Black Lens founder Sandy Williams was an LGBTQ+ pioneer

Sandy Williams marches with the Carl Maxey Center during a Pride Parade. Williams was named the Over the Rainbow Grand Marshal of Pride in 2019.  (Courtesy of Spokane Pride)
By Natasha Hill The Black Lens

Black Lens News

The Black Lens founder Sandy Williams was also an LGBTQ pioneer here in Spokane. She graduated from Washington State University in 1983 with a degree in psychology and was always passionate about social justice and community activism and gravitated to jobs that addressed issues like racism, sexism, classism, and discrimination.

After leaving Spokane to pursue a career in film, she moved back to Spokane to be closer to her parents. This led her to working a job with Suicide Prevention, working with teenagers to address mental health issues. That led her to become the Executive Director for Odyssey Youth Center, Spokane’s LGBTQ Youth Center. From there, she helped Eastern Washington University start their Pride Center and became the first coordinator.

Sandy didn’t stop there, starting The Black Lens newspaper and the Carl Maxey Center. Her investments in our community were always intentional and inclusive and we are proud to stand on her shoulders as we celebrate our queer black community this Pride season.

In Sandy’s words:

I was born a feminist, I believe. If it was possible to see me in my mother’s womb, you probably would have seen a fierce and determined embryo with my fist raised high in protest about some gender-based injustice that was being visited upon me in utero, even before I had any understanding of what it meant to be a woman.

I started at a young age fighting for equality. Challenging my junior high school when I was forced to take Home Economics instead of shop class because “girls needed to learn how to cook and sew for their husbands.” Challenging the pressure to use Miss or Mrs to identify myself, long before Ms was considered acceptable. Challenging the hospital that would not submit my daughter’s birth announcement to the newspaper because I was not married to her father and I “needed to get his permission first.”

Throughout my life I have proudly held up high the title of feminist, even as it seems to have lost popularity with much of the younger generation in recent years, and is used almost as a slur in some circles. I have worn the banner proudly, defining what a woman is supposed to be by how clearly she articulates her support for what I consider feminist principles. Women are strong and assertive. Women are leaders. Women are change makers and change agents. Women are powerful, intelligent and articulate. Women are the foundation and the bedrock upon which so many of the institutions that make up this country have been built.
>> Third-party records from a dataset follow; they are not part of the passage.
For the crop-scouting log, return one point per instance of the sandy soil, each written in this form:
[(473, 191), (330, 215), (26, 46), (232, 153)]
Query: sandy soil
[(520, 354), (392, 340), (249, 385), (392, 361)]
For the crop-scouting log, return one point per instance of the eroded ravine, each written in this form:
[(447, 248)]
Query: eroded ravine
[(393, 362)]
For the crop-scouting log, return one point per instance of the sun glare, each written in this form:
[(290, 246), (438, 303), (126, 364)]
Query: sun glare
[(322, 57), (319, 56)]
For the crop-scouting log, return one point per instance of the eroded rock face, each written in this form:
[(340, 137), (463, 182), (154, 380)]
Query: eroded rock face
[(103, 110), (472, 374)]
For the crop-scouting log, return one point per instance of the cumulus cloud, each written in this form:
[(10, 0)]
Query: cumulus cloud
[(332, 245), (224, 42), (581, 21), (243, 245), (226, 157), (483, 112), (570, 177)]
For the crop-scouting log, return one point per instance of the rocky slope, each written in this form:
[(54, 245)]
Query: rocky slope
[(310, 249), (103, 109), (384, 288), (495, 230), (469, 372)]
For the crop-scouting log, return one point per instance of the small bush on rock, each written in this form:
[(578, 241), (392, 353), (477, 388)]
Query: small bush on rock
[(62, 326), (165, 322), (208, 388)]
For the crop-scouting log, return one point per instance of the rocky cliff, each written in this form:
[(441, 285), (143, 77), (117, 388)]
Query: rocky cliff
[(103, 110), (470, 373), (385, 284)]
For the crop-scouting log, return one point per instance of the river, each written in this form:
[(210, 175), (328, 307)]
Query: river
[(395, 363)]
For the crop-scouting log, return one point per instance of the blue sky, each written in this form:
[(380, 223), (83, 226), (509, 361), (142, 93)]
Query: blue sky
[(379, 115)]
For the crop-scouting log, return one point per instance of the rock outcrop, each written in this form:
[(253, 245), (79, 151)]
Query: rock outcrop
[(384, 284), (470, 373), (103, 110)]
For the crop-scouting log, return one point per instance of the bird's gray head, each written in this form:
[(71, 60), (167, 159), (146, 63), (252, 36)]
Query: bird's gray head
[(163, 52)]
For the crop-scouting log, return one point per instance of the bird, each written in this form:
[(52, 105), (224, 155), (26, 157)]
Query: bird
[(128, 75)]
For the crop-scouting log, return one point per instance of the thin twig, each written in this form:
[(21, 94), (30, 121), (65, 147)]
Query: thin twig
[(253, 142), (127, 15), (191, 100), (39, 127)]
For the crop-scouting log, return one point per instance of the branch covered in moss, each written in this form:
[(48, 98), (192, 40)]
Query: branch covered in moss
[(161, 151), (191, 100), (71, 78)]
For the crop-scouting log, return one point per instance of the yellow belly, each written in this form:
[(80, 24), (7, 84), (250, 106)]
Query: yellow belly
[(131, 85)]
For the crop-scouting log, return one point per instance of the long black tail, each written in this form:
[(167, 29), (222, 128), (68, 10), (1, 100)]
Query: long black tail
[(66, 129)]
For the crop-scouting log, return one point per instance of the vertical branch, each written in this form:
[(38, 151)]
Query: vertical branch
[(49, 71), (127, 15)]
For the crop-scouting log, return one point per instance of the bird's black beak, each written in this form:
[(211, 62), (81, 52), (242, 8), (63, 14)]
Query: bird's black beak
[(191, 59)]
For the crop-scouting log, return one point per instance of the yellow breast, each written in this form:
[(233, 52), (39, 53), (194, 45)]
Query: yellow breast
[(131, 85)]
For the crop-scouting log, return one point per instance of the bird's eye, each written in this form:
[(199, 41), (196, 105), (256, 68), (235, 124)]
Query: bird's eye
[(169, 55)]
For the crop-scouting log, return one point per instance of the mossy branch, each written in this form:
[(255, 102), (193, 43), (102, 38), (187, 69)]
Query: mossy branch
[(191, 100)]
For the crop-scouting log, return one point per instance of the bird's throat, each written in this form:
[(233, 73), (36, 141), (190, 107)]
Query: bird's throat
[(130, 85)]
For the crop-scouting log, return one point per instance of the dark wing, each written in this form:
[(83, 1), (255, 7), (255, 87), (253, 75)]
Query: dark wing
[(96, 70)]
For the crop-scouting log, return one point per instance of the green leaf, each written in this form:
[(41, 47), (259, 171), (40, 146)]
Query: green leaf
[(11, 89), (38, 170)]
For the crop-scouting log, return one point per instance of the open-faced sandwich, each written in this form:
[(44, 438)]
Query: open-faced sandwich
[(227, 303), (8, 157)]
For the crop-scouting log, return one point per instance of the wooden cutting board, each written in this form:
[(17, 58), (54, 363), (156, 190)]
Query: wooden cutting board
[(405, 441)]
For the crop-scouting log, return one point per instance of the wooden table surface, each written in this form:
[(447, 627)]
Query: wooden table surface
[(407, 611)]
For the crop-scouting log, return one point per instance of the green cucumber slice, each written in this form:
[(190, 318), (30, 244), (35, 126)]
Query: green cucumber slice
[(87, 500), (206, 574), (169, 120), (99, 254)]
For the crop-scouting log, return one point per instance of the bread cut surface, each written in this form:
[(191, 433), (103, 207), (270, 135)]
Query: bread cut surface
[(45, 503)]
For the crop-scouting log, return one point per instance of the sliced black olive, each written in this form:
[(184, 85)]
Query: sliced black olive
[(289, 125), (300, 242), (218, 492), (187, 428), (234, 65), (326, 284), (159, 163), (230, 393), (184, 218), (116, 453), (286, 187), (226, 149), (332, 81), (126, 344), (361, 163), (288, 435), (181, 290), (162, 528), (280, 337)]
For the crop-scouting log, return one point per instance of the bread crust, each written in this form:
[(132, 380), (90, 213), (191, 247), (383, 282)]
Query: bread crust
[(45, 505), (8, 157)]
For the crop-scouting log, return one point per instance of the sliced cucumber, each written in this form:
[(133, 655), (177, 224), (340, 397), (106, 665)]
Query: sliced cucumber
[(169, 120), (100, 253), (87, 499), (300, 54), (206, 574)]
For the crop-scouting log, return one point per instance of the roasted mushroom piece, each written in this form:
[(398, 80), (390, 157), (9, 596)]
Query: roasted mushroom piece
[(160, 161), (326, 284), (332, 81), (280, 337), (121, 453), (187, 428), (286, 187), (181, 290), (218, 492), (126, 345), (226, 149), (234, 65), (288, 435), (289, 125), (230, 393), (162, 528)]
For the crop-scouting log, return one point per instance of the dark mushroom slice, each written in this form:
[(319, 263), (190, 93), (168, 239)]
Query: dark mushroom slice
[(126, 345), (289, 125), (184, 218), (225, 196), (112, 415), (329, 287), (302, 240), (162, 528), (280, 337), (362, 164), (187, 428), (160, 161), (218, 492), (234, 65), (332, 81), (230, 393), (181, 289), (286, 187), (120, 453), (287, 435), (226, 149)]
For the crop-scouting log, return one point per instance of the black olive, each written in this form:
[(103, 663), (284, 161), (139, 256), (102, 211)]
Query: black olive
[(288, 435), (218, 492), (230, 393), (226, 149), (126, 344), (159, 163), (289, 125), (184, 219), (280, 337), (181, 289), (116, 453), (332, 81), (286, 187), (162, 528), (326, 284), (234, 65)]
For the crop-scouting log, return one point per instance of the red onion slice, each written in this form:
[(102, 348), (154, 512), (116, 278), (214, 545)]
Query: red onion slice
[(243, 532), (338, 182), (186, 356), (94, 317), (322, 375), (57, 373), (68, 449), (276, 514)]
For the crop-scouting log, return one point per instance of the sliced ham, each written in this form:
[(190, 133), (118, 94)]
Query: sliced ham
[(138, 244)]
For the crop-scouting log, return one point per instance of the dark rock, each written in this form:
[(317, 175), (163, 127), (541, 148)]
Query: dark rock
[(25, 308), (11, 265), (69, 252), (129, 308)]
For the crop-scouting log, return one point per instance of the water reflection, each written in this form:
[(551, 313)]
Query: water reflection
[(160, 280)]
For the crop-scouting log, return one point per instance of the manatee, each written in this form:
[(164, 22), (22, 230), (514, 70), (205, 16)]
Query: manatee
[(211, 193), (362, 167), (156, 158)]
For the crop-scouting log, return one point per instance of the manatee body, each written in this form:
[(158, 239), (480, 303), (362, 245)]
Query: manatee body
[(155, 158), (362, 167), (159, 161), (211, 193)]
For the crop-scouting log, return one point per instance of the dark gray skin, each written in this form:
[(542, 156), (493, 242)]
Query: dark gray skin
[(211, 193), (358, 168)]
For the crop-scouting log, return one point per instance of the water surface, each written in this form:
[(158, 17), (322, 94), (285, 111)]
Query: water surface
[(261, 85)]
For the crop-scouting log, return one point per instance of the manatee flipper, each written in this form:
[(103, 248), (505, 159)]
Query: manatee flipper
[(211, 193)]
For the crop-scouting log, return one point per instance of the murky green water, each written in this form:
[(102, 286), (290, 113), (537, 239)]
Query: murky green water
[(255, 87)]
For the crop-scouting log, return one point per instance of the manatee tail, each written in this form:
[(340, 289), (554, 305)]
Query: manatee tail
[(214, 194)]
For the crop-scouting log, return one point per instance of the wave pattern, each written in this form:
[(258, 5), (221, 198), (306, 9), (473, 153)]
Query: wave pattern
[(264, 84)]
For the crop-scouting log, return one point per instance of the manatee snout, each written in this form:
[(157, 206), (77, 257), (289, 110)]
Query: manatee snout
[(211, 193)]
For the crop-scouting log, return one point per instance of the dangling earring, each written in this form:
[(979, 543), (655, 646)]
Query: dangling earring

I am woman, hear me roar! Sure, there are women that do not fall into those categories, and in the spirit of inclusivity, I accept them and value them, but to be honest, for me, I felt that a REAL woman, a REAL feminist, had to encompass these categories… and more. And then I spent that past few months at my mother’s side as we cared for my father who passed away on February 7. My mother- a nurse and a military wife, spent her entire married life supporting my father. Moving when he moved. Living where he lived. Raising his children. Keeping his house. Dutifully cooking and cleaning and ironing and washing clothes. Never protesting for equal wages, never marching for equal rights, never challenging systems of patriarchy, or systemic and institutionalized oppression. Instead, my mother spent day after day and night after night dedicated and devoted to the man that she had lived with and loved for over half a century. I remember looking at my mom one night as she held my dad in her arms, cradling him and telling him to “let go and let God, if that was what he needed to do.” and I thought to myself, “Sandy Williams, you have absolutely no idea at all what real power is. Real strength. Real feminism.” It is that kind of power and that kind of strength, my mom’s kind, that has held back the forces that are determined to drive Black people into extinction. And because of women like my mother, feminists like me, are still here to fight another day.